Scrapy Not Returning Additonal Info from Scraped Link in Item via Request Callback
- by zoonosis
Basically the code below scrapes the first 5 items of a table. One of the fields is another href and clicking on that href provides more info which I want to collect and add to the original item. So parse is supposed to pass the semi populated item to parse_next_page which then scrapes the next bit and should return the completed item back to parse
Running the code below only returns the info collected in parse
If I change the return items to return request I get a completed item with all 3 "things" but I only get 1 of the rows, not all 5.
Im sure its something simple, I just can't see it.
class ThingSpider(BaseSpider):
name = "thing"
allowed_domains = ["somepage.com"]
start_urls = [
"http://www.somepage.com"
]
def parse(self, response):
hxs = HtmlXPathSelector(response)
items = []
for x in range (1,6):
item = ScrapyItem()
str_selector = '//tr[@name="row{0}"]'.format(x)
item['thing1'] = hxs.select(str_selector")]/a/text()').extract()

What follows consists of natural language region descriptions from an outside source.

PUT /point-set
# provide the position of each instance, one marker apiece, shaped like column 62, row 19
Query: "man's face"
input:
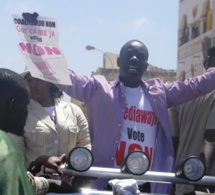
column 39, row 89
column 132, row 62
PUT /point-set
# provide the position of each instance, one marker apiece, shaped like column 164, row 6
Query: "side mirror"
column 80, row 159
column 192, row 168
column 136, row 162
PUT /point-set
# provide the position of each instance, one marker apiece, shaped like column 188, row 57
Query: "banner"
column 39, row 46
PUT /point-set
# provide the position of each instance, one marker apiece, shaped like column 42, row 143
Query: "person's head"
column 42, row 91
column 14, row 98
column 132, row 62
column 209, row 62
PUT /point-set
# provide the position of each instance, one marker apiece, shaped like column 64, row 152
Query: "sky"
column 104, row 24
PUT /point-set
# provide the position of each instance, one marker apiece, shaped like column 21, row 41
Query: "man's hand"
column 51, row 162
column 124, row 187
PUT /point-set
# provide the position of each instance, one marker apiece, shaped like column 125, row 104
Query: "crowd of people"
column 39, row 129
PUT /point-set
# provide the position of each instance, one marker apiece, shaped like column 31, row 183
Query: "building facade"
column 196, row 34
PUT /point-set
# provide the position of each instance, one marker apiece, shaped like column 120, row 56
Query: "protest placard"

item['thing2'] = hxs.select(str_selector")]/a/@href').extract()
print 'hello'
request = Request("www.nextpage.com", callback=self.parse_next_page,meta={'item':item})
print 'hello2'
request.meta['item'] = item
items.append(item)
return items
def parse_next_page(self, response):
print 'stuff'
hxs = HtmlXPathSelector(response)
item = response.meta['item']
item['thing3'] = hxs.select('//div/ul/li[1]/span[2]/text()').extract()
return item